Mizoram pig deaths: Preliminary test indicates African Swine Fever

Aizawl, Apr 7 (PTI) A preliminary test indicated African Swine Fever (ASF) as the main cause behind the unusual pig deaths in a Mizoram village, an official said on Wednesday.

Since March 21, at least 125 pigs have died at Lungsen village, about 39 km from Lunglei town, in the southern part of the state near the Bangladesh border.

Samples from the dead pigs were tested at the College of Veterinary Science and Animal Husbandry in Selesih near Aizawl on Monday as a part of the preliminary investigation, Animal Husbandry and Veterinary Department Joint Director (Livestock Health) Dr Lalhmingthanga told PTI.

“African Swine Fever is highly suspected to be the main cause of the deaths as revealed in the preliminary test,” he said.

Tissue and blood samples were sent to the National Institute of High Security Animal Disease (NIHSAD) in Bhopal on Wednesday for a confirmatory test, he said.

According to Lalhmingthanga, samples of dead pigs were earlier tested using enzyme-linked immunosorbent assay (ELISA) and polymerase chain reaction (PCR), and all of them tested negative for Porcine Reproductive and Respiratory Syndrome (PRRS) and Classical Swine Flu (CSF), the two pig diseases common to Mizoram.

He said that the infected pigs at Lungsen village have developed symptoms like loss of appetite, lethargy, fever, bluish discolouration on the abdomen and vomiting, which were indicative of ASF.

The first pig death was reported at Lungsen on March 21, he said.

Since then at least 125 pigs have died in the village, he added.

Measures are being taken in accordance with the ASF Prevention and Containment National Action Plan, the official said.
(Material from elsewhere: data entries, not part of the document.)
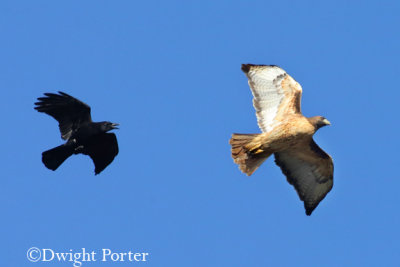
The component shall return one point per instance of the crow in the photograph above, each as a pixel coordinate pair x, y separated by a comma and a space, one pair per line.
83, 136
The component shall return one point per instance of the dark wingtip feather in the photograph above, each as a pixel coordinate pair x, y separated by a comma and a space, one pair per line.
246, 67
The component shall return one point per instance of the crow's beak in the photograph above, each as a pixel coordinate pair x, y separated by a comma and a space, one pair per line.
326, 122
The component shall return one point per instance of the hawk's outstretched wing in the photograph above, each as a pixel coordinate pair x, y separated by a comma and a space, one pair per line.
310, 170
67, 110
275, 92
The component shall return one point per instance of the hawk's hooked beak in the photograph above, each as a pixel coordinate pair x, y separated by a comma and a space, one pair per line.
326, 122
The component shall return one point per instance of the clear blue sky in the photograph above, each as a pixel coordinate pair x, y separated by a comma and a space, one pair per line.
169, 73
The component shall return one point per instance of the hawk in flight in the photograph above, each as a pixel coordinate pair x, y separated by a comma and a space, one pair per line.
286, 133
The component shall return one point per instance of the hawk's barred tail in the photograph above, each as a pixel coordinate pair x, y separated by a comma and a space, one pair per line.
247, 152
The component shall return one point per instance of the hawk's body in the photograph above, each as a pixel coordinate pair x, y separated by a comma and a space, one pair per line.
286, 133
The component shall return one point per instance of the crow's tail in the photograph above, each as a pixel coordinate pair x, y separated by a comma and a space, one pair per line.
54, 157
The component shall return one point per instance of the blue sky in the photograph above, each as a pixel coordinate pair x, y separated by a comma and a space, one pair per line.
169, 73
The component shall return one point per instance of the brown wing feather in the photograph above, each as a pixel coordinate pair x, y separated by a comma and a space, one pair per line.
310, 170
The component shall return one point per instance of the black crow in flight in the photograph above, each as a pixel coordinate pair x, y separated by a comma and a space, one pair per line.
82, 135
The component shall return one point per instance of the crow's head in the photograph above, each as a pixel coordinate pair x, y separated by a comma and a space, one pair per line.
108, 126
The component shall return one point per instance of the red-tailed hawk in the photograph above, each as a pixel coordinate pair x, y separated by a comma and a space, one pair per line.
286, 133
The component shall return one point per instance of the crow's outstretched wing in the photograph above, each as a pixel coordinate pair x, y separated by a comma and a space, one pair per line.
102, 148
70, 112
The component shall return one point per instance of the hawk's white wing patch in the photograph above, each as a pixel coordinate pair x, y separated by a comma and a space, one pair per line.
275, 94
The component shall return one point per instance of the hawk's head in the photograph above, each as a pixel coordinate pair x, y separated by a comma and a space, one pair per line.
319, 121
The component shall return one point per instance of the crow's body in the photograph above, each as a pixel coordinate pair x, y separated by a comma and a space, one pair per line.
83, 136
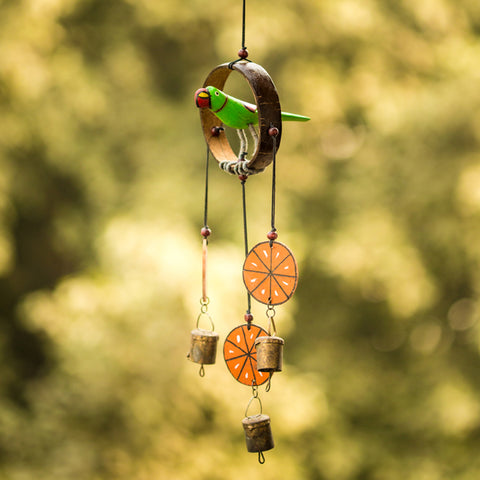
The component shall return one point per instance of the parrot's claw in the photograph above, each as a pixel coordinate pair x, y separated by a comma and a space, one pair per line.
254, 134
243, 145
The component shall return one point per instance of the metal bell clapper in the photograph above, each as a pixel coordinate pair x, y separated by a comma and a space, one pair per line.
269, 354
203, 348
258, 432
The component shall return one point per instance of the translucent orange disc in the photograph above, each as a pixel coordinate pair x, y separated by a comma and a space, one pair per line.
241, 355
270, 273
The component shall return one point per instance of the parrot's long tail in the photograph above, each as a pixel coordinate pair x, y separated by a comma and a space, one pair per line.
293, 117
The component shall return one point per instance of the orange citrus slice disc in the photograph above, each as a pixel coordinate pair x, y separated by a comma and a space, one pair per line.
241, 355
270, 273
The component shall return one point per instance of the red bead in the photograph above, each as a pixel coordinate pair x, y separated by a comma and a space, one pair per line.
272, 235
273, 131
216, 131
243, 53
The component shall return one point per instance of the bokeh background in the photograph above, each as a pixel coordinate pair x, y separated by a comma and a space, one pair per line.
101, 200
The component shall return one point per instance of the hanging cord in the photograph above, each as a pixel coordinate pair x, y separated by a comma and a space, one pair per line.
243, 52
273, 132
243, 179
274, 181
205, 232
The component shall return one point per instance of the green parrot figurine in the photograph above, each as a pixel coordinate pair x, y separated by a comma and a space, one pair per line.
236, 113
233, 112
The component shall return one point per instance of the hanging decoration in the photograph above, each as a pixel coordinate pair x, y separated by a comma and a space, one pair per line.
270, 273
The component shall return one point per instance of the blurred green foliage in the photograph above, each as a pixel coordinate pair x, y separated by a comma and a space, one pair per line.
101, 197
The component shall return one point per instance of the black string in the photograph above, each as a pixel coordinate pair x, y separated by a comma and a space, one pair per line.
274, 181
244, 48
205, 210
245, 236
243, 25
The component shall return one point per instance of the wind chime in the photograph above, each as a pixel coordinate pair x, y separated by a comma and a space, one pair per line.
270, 273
Lalhmingthanga said that the state government on Tuesday declared the entire Lunglei district as a controlled or surveillance zone in order to contain and prevent the outbreak.
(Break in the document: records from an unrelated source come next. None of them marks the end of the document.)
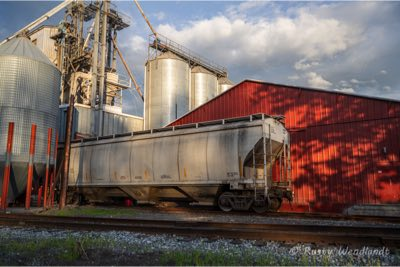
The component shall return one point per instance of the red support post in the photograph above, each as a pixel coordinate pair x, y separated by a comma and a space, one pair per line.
46, 183
7, 167
30, 167
53, 176
40, 192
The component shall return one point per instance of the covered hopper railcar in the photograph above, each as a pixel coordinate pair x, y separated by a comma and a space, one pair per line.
226, 162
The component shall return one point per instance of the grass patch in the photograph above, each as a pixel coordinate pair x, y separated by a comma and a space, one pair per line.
199, 258
64, 250
91, 212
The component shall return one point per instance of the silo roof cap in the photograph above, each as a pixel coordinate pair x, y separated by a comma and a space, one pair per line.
23, 47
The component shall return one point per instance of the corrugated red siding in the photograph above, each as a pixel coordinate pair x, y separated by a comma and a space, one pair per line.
345, 148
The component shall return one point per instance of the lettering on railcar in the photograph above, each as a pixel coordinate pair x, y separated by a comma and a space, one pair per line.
232, 174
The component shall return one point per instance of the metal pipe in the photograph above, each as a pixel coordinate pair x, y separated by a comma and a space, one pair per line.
145, 18
95, 55
40, 192
46, 183
265, 164
38, 21
64, 177
7, 167
103, 58
30, 167
270, 151
137, 87
52, 177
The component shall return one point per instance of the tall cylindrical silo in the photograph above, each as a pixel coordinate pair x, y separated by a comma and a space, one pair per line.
166, 90
29, 90
224, 84
204, 86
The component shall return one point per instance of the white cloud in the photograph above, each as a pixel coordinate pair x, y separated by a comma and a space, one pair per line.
294, 77
317, 81
243, 41
304, 64
159, 15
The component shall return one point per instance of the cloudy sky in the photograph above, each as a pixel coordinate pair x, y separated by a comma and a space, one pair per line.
344, 46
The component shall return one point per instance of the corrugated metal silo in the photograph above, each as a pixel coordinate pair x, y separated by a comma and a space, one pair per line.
204, 86
166, 90
224, 84
29, 89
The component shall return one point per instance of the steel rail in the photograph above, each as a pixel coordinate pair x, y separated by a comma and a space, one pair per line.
312, 233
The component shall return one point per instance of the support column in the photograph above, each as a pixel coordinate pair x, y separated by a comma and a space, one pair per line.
7, 167
30, 167
48, 155
65, 171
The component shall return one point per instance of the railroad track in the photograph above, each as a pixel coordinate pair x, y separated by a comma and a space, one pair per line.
297, 215
321, 234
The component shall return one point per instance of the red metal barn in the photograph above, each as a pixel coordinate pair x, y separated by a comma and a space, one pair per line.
345, 148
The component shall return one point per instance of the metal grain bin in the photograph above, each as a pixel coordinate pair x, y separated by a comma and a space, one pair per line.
29, 90
204, 86
166, 90
224, 84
Earlier, Lungsen village was declared as an ‘infected area’ under the Prevention and Control of Infectious and Contagious Disease in Animal Act, 2009 with effect from April 1 and the movement of pigs in and outside the village was prohibited for two months, he said.
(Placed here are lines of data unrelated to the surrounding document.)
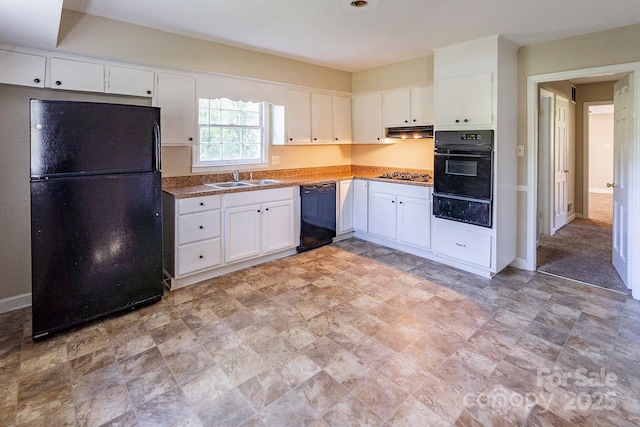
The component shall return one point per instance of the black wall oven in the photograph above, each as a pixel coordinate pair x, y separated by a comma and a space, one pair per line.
463, 176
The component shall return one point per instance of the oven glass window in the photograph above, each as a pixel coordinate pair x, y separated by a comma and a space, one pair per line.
461, 167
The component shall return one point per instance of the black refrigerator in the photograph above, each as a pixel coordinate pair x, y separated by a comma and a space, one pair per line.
96, 211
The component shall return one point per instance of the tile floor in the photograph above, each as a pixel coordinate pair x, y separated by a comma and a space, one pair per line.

A five-member investigation team headed by the Department’s Deputy Director, Dr Zohmingthangi, is currently camping at the village.

Animal Husbandry and Veterinary Minister Dr K Beichhua will also visit Lungsen on Thursday to take stock of the situation.

Meanwhile, pig deaths were also reported at Thinghlun village in the Mamit district on the Mizoram-Assam border.

Lalhmingthanga said that they have sent some veterinary officers to the village and were waiting for official information.

Thinghlun village council president Vanneichhunga said that at least 12 pigs died in the village since the beginning of the month.